Management Serveices & Utilities: system management and control tool SQL Interface:SQL interface, receives SQL commands and returns query results Parser: parser, validates and parses SQL commands Optimizer: query optimizer, optimizes statements before query, Cache and Buffer: query cache, if the query cache has hit query results, the query statement can directly retrieve data from the query cache. This cache mechanism is composed of a series of small caches. Such as table cache, record cache, key cache, permission cache, etc.

Engine layer

The storage engine layer is responsible for the storage and extraction of data, and the server communicates with the storage engine through API.

Storage layer

The data storage layer mainly stores the data on the file system running on the bare device and completes the interaction with the storage engine.

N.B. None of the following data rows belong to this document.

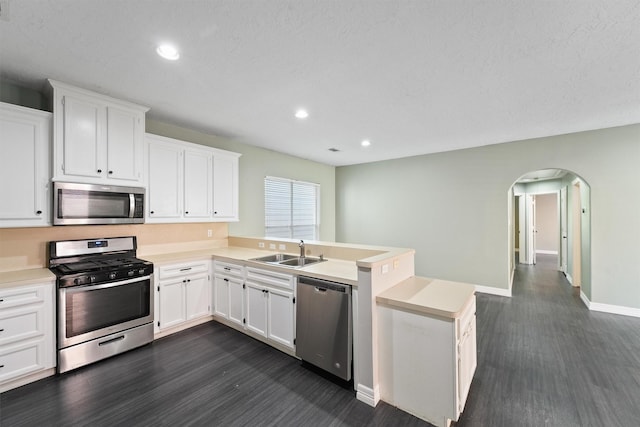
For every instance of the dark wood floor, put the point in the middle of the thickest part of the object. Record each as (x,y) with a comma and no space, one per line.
(543,360)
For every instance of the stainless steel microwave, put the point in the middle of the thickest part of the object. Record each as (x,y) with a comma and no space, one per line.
(84,204)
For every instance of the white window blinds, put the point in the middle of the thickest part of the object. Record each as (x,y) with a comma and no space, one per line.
(291,208)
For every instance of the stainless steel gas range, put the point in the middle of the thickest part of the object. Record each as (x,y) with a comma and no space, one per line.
(105,299)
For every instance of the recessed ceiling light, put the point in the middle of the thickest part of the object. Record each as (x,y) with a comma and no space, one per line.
(168,52)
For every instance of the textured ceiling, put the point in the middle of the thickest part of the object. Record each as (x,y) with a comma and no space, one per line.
(414,77)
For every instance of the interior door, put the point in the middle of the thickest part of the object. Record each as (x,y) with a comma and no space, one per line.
(522,259)
(564,244)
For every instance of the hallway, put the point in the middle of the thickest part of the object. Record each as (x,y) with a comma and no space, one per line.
(544,359)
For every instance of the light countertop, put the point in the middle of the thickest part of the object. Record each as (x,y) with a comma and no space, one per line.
(30,276)
(331,269)
(435,297)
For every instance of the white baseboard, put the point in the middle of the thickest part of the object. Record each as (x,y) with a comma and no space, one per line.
(493,291)
(367,395)
(609,308)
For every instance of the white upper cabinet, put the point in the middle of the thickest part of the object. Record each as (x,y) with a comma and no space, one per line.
(197,184)
(25,144)
(225,186)
(165,175)
(189,182)
(96,138)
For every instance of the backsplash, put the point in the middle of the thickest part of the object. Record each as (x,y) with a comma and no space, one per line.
(22,248)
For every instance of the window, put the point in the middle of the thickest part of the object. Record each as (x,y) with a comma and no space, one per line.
(291,209)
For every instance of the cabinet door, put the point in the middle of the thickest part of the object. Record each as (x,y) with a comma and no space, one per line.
(281,318)
(124,149)
(197,185)
(197,296)
(221,298)
(257,309)
(165,181)
(467,361)
(84,143)
(172,303)
(225,187)
(236,301)
(24,166)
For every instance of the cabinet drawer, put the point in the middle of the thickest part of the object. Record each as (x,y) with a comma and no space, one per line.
(176,270)
(225,269)
(22,295)
(21,324)
(21,359)
(269,277)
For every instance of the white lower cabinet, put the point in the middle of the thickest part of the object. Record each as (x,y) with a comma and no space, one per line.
(183,292)
(27,333)
(426,363)
(271,305)
(229,292)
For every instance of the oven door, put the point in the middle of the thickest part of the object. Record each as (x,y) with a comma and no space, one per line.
(88,312)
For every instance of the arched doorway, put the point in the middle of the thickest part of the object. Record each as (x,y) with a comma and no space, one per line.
(567,225)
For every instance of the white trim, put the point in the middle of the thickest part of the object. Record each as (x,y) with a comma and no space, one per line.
(609,308)
(493,291)
(367,395)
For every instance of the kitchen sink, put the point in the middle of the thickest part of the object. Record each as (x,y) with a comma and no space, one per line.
(300,262)
(287,260)
(275,258)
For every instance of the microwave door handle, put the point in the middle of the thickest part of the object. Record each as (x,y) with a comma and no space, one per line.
(132,205)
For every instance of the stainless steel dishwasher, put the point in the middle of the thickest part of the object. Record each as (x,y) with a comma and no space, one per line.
(323,325)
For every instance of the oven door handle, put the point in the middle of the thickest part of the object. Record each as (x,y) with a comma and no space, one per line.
(84,288)
(132,205)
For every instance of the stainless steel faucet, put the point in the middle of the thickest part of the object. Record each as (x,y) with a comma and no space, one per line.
(301,246)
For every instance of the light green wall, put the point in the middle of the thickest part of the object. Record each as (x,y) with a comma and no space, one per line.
(453,207)
(255,164)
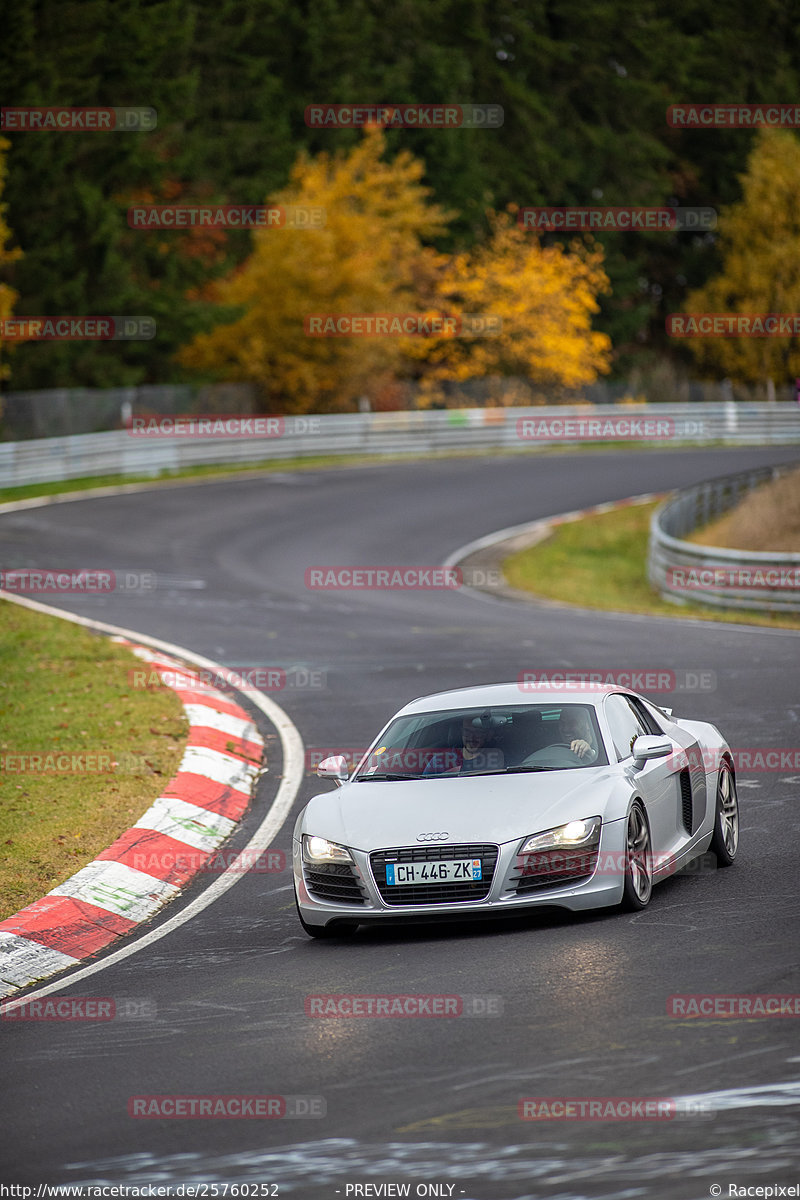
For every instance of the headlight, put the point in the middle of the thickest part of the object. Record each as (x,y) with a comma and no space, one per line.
(573,833)
(320,850)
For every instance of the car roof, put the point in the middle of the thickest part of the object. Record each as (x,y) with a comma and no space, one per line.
(499,694)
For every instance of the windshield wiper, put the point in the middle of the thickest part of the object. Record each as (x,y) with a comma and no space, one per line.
(383,778)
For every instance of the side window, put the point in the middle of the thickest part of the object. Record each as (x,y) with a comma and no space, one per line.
(625,725)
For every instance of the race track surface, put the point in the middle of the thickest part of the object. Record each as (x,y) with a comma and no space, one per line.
(583,999)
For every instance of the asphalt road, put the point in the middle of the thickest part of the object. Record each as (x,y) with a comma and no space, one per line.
(583,997)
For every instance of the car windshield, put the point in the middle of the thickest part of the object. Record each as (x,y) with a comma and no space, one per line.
(486,742)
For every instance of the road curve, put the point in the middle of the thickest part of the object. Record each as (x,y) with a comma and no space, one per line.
(583,997)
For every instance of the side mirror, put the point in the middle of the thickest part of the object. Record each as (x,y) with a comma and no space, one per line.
(334,768)
(650,747)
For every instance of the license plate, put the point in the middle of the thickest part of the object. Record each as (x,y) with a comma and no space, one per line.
(461,870)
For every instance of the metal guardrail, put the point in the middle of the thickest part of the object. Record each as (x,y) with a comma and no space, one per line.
(120,453)
(714,575)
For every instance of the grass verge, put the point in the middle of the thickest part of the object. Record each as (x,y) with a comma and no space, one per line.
(65,690)
(601,563)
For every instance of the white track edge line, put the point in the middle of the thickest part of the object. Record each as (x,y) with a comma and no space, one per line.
(293,771)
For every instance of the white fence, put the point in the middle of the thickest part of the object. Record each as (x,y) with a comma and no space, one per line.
(121,453)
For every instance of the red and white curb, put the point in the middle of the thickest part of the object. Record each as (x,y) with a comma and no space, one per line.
(178,834)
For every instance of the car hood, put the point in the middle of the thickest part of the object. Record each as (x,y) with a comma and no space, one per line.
(489,808)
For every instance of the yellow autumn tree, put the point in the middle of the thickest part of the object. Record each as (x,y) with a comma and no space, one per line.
(368,257)
(7,294)
(545,299)
(759,239)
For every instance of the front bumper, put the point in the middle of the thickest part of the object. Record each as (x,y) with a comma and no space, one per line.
(365,904)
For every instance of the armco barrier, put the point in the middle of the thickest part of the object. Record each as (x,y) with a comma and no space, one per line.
(714,575)
(118,453)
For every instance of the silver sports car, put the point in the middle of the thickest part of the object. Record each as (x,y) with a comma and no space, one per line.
(489,799)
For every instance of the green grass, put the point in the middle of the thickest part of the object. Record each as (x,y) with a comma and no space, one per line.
(601,563)
(66,690)
(89,483)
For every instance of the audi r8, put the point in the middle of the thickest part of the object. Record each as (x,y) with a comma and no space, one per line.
(493,799)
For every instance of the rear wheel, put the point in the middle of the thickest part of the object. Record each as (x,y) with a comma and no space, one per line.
(725,841)
(638,862)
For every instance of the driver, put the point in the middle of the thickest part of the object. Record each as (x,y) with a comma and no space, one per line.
(475,753)
(575,730)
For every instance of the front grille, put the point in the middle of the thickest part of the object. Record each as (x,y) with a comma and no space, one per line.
(334,881)
(686,799)
(552,868)
(434,893)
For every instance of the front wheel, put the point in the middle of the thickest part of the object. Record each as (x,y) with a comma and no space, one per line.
(638,862)
(725,841)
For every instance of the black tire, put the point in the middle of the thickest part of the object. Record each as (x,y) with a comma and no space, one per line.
(334,928)
(725,841)
(638,861)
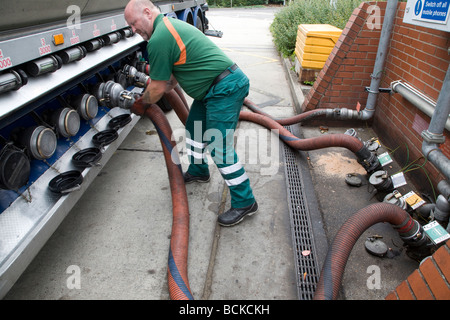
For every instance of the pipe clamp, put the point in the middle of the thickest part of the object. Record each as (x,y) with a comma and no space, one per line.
(432,137)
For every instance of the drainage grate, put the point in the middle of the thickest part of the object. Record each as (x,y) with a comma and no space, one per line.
(302,235)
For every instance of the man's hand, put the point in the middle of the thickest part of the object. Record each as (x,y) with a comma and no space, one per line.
(139,106)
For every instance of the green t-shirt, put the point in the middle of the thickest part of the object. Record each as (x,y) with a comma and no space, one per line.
(179,48)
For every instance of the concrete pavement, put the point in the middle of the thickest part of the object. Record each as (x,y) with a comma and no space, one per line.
(117,237)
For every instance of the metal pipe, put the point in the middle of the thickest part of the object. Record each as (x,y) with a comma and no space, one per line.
(383,45)
(418,99)
(433,136)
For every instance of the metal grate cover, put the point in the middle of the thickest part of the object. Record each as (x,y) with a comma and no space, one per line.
(305,253)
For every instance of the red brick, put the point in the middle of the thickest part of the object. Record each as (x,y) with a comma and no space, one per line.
(404,292)
(442,258)
(419,286)
(434,280)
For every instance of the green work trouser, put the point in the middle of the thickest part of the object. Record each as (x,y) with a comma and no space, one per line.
(210,126)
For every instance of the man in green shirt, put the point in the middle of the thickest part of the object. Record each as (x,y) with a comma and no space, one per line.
(179,53)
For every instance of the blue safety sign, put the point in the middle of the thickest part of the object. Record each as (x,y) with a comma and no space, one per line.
(436,11)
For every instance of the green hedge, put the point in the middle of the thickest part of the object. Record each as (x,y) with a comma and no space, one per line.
(285,25)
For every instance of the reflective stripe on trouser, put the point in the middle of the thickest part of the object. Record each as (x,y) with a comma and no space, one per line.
(210,126)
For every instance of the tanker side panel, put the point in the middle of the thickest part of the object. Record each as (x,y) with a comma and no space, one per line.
(63,81)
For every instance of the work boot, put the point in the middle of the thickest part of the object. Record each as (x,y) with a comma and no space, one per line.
(236,215)
(189,178)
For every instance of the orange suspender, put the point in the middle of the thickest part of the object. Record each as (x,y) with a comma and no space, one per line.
(180,43)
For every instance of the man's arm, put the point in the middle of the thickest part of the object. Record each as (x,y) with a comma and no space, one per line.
(156,89)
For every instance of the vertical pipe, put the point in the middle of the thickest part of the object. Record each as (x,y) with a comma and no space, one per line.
(383,45)
(434,135)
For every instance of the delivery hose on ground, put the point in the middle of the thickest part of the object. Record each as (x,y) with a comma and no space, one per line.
(368,160)
(287,121)
(178,252)
(333,269)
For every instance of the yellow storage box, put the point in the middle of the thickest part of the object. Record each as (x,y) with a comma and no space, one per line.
(315,43)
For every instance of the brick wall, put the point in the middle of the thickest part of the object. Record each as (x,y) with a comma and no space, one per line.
(429,281)
(416,55)
(419,57)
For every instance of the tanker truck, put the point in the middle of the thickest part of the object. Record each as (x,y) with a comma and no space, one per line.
(68,72)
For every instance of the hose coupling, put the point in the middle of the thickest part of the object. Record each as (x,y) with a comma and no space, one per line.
(417,244)
(368,160)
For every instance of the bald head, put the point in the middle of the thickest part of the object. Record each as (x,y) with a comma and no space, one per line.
(140,15)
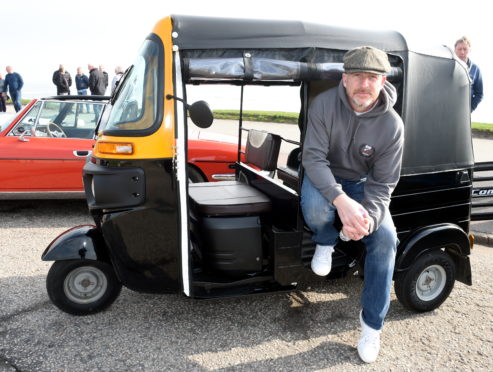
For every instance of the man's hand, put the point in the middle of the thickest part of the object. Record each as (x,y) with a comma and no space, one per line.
(354,217)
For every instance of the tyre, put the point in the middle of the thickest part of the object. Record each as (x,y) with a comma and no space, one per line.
(194,175)
(427,283)
(82,287)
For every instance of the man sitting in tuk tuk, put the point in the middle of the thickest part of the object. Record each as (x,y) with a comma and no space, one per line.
(352,159)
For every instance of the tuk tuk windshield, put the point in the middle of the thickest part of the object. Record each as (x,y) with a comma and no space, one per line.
(136,107)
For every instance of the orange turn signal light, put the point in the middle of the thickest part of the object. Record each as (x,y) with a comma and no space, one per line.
(118,148)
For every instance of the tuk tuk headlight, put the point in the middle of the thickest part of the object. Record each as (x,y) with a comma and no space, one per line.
(118,148)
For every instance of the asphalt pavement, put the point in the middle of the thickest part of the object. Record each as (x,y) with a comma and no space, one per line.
(314,328)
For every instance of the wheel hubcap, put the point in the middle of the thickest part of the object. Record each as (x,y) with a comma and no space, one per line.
(85,285)
(431,283)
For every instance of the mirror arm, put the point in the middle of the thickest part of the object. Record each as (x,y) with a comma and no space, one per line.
(170,96)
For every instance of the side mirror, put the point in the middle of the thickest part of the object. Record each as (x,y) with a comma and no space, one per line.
(201,114)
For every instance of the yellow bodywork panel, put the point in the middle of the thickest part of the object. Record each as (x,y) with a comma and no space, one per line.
(159,144)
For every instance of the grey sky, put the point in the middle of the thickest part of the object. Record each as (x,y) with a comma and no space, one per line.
(39,35)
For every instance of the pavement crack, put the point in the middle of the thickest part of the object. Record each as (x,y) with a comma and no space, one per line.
(7,365)
(35,307)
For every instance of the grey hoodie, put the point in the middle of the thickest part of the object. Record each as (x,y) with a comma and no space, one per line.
(340,143)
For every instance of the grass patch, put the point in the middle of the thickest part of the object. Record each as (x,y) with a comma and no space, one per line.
(292,118)
(266,116)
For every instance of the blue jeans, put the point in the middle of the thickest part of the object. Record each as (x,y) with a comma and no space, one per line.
(16,100)
(381,246)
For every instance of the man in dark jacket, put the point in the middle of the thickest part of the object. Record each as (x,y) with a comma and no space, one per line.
(352,159)
(82,84)
(462,50)
(13,84)
(62,80)
(96,81)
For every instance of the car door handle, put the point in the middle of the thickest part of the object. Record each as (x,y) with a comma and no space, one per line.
(82,153)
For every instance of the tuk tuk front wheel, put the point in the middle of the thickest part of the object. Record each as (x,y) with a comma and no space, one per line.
(82,287)
(427,283)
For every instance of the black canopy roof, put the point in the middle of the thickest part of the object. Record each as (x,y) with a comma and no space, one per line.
(204,32)
(435,88)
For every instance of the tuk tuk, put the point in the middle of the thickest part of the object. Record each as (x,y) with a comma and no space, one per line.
(156,232)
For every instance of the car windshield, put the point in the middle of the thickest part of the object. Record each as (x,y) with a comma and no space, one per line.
(135,108)
(63,119)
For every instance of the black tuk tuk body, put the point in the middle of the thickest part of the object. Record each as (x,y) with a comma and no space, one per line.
(155,232)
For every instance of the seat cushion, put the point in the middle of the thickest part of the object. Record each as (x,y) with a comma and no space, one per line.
(228,198)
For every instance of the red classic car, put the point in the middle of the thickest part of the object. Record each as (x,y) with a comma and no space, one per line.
(43,149)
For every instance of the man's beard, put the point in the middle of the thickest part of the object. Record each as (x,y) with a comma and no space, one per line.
(362,104)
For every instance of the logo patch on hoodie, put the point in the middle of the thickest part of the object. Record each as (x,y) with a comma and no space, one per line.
(366,150)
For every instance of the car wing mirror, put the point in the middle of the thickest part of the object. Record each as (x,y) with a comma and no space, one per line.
(200,112)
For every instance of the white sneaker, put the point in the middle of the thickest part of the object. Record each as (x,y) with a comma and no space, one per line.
(369,342)
(322,259)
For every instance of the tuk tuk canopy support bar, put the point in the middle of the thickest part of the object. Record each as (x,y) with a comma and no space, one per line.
(271,65)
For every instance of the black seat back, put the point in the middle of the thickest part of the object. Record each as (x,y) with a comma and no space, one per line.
(262,149)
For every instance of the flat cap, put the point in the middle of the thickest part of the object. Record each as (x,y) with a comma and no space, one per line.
(366,59)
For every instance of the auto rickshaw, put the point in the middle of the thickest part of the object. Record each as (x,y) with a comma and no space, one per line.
(156,232)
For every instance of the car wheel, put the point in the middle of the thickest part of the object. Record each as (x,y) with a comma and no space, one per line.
(427,283)
(82,287)
(194,175)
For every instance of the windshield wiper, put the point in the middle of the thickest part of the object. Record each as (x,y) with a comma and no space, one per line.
(119,84)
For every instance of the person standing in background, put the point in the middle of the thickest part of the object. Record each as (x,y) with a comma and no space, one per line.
(106,78)
(3,100)
(462,50)
(96,81)
(81,84)
(14,83)
(96,86)
(116,78)
(62,80)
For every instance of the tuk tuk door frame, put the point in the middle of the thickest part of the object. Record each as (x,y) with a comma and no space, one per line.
(181,175)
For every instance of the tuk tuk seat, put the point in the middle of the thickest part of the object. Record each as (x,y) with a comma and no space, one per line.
(289,174)
(235,198)
(228,198)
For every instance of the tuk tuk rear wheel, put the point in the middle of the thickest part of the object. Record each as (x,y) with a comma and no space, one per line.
(427,283)
(82,287)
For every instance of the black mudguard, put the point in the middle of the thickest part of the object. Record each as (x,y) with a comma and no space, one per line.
(80,242)
(448,236)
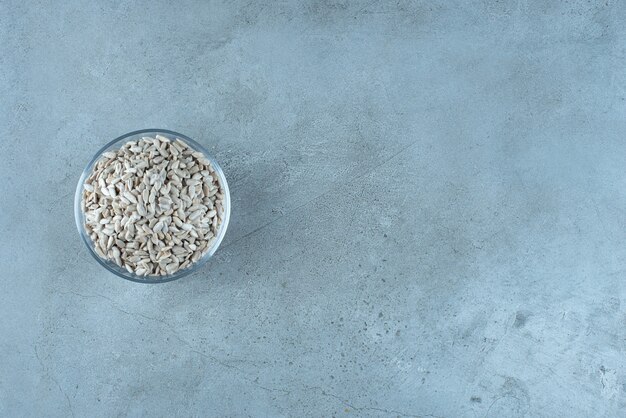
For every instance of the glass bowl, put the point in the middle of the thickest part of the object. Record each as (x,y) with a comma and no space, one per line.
(80,216)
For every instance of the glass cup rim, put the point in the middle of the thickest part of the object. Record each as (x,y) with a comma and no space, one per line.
(114,268)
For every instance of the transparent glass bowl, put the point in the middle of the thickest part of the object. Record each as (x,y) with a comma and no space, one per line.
(80,216)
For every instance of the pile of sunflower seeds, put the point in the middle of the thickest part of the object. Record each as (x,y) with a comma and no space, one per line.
(154,206)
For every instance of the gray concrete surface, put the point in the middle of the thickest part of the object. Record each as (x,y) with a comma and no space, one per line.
(429,209)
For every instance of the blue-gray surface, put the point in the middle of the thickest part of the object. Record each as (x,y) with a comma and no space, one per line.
(428,209)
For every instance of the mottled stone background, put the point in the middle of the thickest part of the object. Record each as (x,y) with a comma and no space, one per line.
(429,209)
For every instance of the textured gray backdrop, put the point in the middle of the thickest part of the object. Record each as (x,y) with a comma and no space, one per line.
(428,209)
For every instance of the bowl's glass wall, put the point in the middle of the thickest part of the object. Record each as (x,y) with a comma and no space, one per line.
(80,217)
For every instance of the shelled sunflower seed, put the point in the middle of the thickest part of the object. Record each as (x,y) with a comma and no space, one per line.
(154,206)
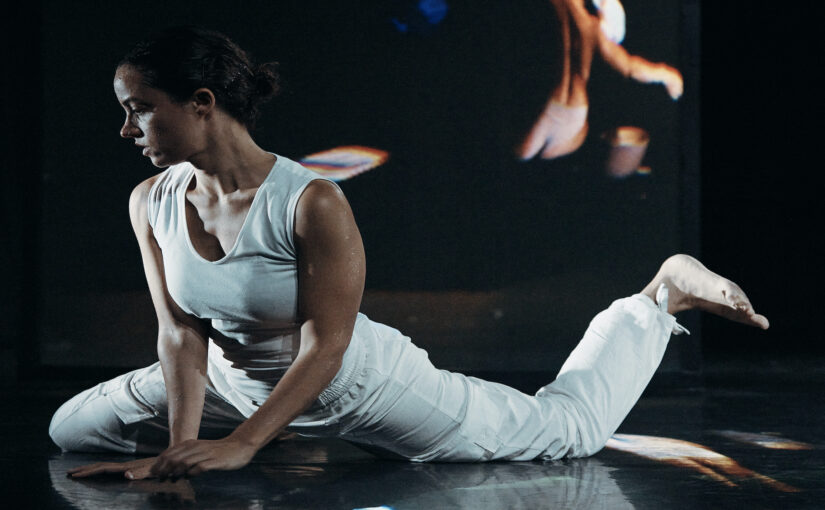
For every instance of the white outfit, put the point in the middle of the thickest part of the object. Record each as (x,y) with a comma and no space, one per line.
(387,396)
(612,19)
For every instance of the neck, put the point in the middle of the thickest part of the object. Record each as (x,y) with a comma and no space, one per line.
(231,161)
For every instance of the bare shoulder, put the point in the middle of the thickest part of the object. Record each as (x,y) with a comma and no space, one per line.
(322,207)
(321,197)
(138,199)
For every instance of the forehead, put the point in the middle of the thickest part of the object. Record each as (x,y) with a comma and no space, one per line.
(129,87)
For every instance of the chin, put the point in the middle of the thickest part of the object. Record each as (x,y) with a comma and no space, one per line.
(162,162)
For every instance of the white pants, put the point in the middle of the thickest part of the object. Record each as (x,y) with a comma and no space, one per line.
(398,403)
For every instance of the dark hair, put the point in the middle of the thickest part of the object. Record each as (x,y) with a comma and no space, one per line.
(180,60)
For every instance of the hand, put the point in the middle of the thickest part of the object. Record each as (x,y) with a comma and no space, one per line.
(195,456)
(134,469)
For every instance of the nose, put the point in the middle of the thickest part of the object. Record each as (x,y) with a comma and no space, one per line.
(129,130)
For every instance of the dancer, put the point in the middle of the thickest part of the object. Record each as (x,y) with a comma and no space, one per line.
(562,126)
(256,270)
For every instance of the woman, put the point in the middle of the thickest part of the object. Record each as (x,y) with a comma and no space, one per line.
(256,270)
(562,126)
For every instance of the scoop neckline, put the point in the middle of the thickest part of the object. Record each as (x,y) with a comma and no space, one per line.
(187,180)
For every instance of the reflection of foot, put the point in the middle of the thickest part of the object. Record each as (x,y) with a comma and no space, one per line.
(672,80)
(692,285)
(612,19)
(559,130)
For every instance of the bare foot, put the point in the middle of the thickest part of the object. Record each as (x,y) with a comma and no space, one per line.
(692,285)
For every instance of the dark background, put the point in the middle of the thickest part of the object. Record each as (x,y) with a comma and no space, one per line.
(760,209)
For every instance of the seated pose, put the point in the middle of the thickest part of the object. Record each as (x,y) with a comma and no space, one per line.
(562,126)
(256,271)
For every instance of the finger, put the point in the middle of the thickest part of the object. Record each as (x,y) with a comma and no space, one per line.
(139,473)
(203,466)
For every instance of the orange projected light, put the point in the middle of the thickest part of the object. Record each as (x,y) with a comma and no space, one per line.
(772,441)
(345,162)
(693,456)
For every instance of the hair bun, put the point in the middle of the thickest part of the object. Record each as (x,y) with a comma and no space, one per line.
(267,81)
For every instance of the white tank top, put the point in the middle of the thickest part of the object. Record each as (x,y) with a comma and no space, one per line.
(250,296)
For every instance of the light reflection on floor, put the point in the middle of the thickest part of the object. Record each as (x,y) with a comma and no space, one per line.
(692,456)
(690,450)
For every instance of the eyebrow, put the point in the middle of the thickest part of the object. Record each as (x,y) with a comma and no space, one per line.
(131,101)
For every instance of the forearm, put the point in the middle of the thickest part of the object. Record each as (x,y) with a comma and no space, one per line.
(183,360)
(308,376)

1.2.1 execution cycle of SQL

Open diagnostic analysis tool

Set profiling=1

Show recent queries

Show profiles

View the execution steps of SQL

Show profile cpu,block io for query 1

1.2.2 the query process client establishes a connection with MySQL, sends the query statement, queries the cache first, and returns the result directly if the cache hits. Otherwise, the statement parsing is performed. That is to say, the parser accesses the cache before parsing, and the parser verifies the statement and parses the query. Then it generates a parsing tree, and then the optimizer converts the parser into the execution plan, and finally executes the plan. Result 1.2.3 SQL execution order FROM ON JOIN WHERE GROUP BYHAVING SELECTDISTINCT ORDER BY LIMIT 1.3 MySQL storage engine

View supported storage engines

Show engines

View the current default storage engine

Show variables like'% storage_engine%'

1.3.1 introduction to each engine

InnoDB

InnoDB is MySQL's default transactional engine, which handles a large number of short-term transactions, and InnoDB is preferred unless there is a special reason to use other storage engines.

MyISAM

MyISAM provides a large number of features, including full-text retrieval, compression, spatial functions, etc., but MyISAM does not support transactions and row-level locks, the disadvantage is that it can not be safely recovered after a crash.

Archive

The Archive archive storage engine only supports INSERT and SELECT operations, but does not support indexing before MySQL5.1

Archive table is suitable for log and data acquisition applications.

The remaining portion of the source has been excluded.